Ter belooning van zijne gewigtige diensten benoemde de Paus hem tot aarts-bisschop van Westminster en kardinaal. Zijne moeder leefde en mogt zich nog ruim een jaar verheugen in de eerbewijzingen, die haar zoon ten deel vielen als prins van de heilige roomsche Kerk en Metropolitaan van Engeland. In 1851 stierf zij.

Een geweldige storm brak los in het protestantsche Engeland. Weg met het Papisme! Weg met den Paus! waren de kreten, die men langs de straten voornamelijk in de groote steden hoorde, de uitdrukkingen der woede, die men in dagbladen en tijdschriften las. De kardinaal werd in beeldtenis verbrand, en allerlei bedreigingen deden zich hooren, die volvoerd zouden worden, zoodra Wiseman uit Rome zou terugkeeren. De regering en het parlement onderhielden het vuur door eene wet uit te vaardigen, die den bisschoppen verbood hunne van den Paus ontvangen titels te voeren. De Puseysten werden als met de haren in de beweging gesleept, en hunne school werd een broeinest van papisten genoemd.

En wat deed de kardinaal?

Hij keerde naar Engeland en kwam den 12 November te Londen aan, nam op den 6 December in tegenwoordigheid van meer dan twee honderd geestelijken bezit van zijn zetel en deed twee dagen later zijne eerste preek zonder door iemand gestoord te worden. Van af het eerste oogenblik vervulde hij zonder de minste vrees de verpligtingen, die zijne hooge bediening hem voorschreef; hij bekreunde zich niet om het geschreeuw, dat langen tijd bleef voortduren, of om de dagbladen, die de publieke opinie tegen hem bleven aanzetten; rustig ging hij zijn weg en trotseerde alle gevaren. Den laster liet hij onbeantwoord zoolang hij zijn persoon trof, doch gold hij de Kerk of hare regten, dan verpletterde hij dien onder de voortbrengselen van zijn verheven geest, van zijne grondige geleerdheid of deed hem verstommen voor zijne magtige welsprekendheid.

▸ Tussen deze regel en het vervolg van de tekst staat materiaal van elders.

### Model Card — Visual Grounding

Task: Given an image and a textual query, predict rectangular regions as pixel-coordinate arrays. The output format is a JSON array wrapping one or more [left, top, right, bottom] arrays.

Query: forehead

Toen de eerste storm voorbijgegaan was, schreef hij „een beroep op het gezond verstand van het Engelsche volk”; dit stuk maakte een diepen indruk en opende velen de oogen; langzamerhand begonnen sommigen fier te worden op het bezit van een wereldberoemd geleerde, die van Engelsche afkomst was, en de dagbladpers zweeg, toen „Gazette” en „Zeitung” van het vasteland om het zeerst den lof van den Westminsterschen kardinaal verkondigden. De bill tegen de bisschoppelijke titels geraakte in vergetelheid, toen men vernam dat de kardinaal, omdat hij den titel niet voeren mogt van aartsbisschop van Westminster, dien van aartsbisschop te Westminster aannam. Zijne standvastigheid, liefdevolle verdraagzaamheid, ijver om ieder te onderrigten deden eindelijk den kardinaal den storm overwinnen, en tegenwoordig schaamt ieder Engelschman zich, als men hem aan de eerste jaren van Wiseman’s Episcopaat herinnert.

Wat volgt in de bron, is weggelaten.